Thais en Vietnamees poppenspel. Acrobaten, Chinees schimmenspel en Japanse kostuums. Een Chinese dirigente voor een Nederlands orkest, een Canadees regieteam en als hoofdwerk een krap vijftig minuten durende opera van een Russische componist, gebaseerd op een sprookje van een Deense schrijver die zijn inspiratie uit China haalde. Losjes.
Dat, en vijftigduizend liter water, zijn de ingrediënten voor De nachtegaal en andere fabels in het Amsterdamse Muziektheater. Een voorstelling waarin niets is wat het lijkt.
Het begint al met Ragtime, een kort instrumentaal stuk voor elf instrumenten, dat ondanks de titel geen echte ragtime is, maar eerder de reactie van Stravinky op die aan het begin van de twintigste eeuw nieuwe muziek – maar dan wel met de melodie in stukjes gebroken. De wiegenliedjes en Russische boerenliederen die volgen zijn door de ongebruikelijke instrumentatie interessant, maar zeker niet zo revolutionair als de Sacre. Ook de korte opera Le rossignol (de nachtegaal) na pauze behoort tot de toegankelijke werken van Stravinsky.
Een allegaartje dus.
Het lijkt een specialiteit van De Nederlandse Opera: in 1999 combineerde het gezelschap onder de noemer Bijbelse stukken al een achttal ‘religieuze’ werken van Stravinsky tot een avondvullende voorstelling. De eenheid die die voorstelling had, is hier voor de pauze ver te zoeken, het neigt te veel naar variété, zij het van zeer hoog niveau.
Verwonderlijk is dat niet, want verantwoordelijk voor deze avond is Robert Lepage, die niet alleen voor Cirque du Soleil verbluffende visuele effecten creëerde, maar die ook Peter Gabriel in een aan Doctor Who ontleende telefooncel plaatste en momenteel in New York een hightech Ring des Nibelungen van Wagner realiseert.
Wat al zijn ensceneringen gemeen hebben, is de nadruk op het ‘gewoon een verhaal vertellen’. Dat kan met de allermodernste computereffecten, de zwaarste decors uit de New Yorkse geschiedenis, maar ook met eeuwenoude en in wezen hele simpele technieken, zoals nu in De nachtegaal.

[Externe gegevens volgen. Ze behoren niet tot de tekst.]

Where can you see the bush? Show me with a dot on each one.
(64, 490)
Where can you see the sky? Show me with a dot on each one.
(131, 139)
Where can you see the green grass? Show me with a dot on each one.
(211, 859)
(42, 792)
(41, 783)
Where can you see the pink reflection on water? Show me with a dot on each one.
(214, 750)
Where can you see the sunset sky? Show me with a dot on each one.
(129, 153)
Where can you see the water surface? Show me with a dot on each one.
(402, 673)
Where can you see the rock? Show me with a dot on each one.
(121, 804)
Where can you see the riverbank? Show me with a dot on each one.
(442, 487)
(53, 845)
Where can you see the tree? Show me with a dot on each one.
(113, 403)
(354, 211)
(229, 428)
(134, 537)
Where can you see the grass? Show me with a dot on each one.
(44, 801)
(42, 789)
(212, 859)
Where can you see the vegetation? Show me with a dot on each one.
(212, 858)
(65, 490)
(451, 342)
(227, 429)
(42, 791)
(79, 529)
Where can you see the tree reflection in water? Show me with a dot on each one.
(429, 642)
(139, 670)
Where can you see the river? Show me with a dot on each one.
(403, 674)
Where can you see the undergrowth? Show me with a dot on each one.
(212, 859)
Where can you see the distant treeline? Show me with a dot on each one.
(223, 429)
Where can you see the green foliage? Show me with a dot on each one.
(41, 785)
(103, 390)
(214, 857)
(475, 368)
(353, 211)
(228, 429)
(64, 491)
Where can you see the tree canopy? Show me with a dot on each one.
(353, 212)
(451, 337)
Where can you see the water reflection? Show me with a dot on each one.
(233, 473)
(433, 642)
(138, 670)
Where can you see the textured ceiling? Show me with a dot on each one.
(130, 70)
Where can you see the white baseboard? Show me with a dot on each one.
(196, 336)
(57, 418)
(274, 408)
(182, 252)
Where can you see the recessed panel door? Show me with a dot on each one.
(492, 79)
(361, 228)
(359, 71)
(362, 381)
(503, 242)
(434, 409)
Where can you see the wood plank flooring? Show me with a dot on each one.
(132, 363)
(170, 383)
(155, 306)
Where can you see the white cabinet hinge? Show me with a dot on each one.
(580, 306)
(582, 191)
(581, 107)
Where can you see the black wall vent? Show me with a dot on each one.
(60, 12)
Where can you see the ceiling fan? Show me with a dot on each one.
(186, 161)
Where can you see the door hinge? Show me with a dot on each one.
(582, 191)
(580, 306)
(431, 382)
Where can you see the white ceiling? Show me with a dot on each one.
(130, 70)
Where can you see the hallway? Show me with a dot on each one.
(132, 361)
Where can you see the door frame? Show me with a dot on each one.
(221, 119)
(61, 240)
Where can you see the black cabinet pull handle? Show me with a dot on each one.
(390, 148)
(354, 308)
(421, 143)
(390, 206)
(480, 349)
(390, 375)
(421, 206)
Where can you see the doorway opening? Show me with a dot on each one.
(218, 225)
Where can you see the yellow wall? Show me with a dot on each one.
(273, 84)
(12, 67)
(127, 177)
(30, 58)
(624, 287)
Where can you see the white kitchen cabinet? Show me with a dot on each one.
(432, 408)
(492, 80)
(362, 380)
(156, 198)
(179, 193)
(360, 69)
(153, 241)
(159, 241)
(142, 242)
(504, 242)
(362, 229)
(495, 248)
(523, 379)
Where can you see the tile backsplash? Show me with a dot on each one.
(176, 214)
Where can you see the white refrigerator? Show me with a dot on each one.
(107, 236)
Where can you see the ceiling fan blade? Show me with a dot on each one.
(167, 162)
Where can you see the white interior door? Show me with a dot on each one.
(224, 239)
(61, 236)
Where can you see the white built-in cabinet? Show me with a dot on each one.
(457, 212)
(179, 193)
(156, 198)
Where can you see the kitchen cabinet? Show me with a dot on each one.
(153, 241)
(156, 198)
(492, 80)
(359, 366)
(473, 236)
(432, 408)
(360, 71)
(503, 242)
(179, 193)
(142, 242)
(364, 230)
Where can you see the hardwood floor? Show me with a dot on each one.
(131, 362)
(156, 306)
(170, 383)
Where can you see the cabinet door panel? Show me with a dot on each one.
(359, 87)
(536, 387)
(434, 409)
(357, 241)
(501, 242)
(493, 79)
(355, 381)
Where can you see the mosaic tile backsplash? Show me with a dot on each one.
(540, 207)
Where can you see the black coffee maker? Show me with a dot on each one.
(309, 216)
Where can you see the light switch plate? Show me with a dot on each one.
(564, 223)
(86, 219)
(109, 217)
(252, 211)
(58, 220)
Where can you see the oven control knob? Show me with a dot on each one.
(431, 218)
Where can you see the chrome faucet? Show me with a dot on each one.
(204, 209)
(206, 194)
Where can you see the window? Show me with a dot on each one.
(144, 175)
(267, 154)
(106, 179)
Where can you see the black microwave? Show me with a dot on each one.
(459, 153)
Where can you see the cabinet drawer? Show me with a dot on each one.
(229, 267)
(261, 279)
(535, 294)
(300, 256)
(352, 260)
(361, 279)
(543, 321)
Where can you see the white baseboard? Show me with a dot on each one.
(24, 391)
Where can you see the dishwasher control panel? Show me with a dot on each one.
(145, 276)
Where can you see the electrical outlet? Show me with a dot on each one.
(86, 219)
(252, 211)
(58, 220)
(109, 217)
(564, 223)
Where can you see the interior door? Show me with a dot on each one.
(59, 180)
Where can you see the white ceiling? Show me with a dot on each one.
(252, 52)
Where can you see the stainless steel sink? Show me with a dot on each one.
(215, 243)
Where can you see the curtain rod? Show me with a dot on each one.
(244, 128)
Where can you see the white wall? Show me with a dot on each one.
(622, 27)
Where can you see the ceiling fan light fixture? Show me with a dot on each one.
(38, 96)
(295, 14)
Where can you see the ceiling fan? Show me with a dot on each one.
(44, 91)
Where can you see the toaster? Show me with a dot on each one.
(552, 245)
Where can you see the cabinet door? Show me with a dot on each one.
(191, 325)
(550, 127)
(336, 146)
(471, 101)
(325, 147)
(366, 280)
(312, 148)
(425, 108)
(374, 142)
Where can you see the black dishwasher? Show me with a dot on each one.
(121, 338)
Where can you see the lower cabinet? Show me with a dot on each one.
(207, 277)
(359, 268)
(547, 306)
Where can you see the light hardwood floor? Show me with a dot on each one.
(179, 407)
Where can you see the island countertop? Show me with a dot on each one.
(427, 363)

En hoewel het lijkt alsof Lepage maar wat uit hetwilde weg leent uit Russische folklore en verschillende Oosterse theatervormen, spiegelt hij voortdurend de muziek van Stravinsky.
De Chinees klinkende flarden in Le Rossignol hebben niks met Chinese muziek van doen, maar klinken louter zo in onze Westerse oren, net zoals we menen dergelijke Oosterse klanken in Puccini’s Turandot te horen. Hans Christiaan Andersen schreef ook geen Chinees sprookje, hij verzon er een. Dat uitgerekend in Amsterdam – deze voorstelling was eerder in Canada en Frankrijk te zien – geen blanke westerse man voor het orkest staat, maar een Chinese vrouw, maakt het spel met authenticiteit alleen maar volmaakter.
Want uitgerekend als Russische volksliederen klinken, toont Lepage het meest Chinese element van de avond (het schaduwspel); wanneer de Russische solisten Olga Peretyatko en Ilya Bannik tot grote hoogten in hun eigen taal stijgen, speelt Lepage met poppen die niets met Rusland te maken hebben.
Het resultaat? Een sprookjesachtige avond die na de pauze meer en meer een eenheid wordt. Een met eenvoudige middelen zeer gekunstelde eenvoud, dat wel. Precies zoals de muziek van muziek van Stravinsky. Een klein mirakel.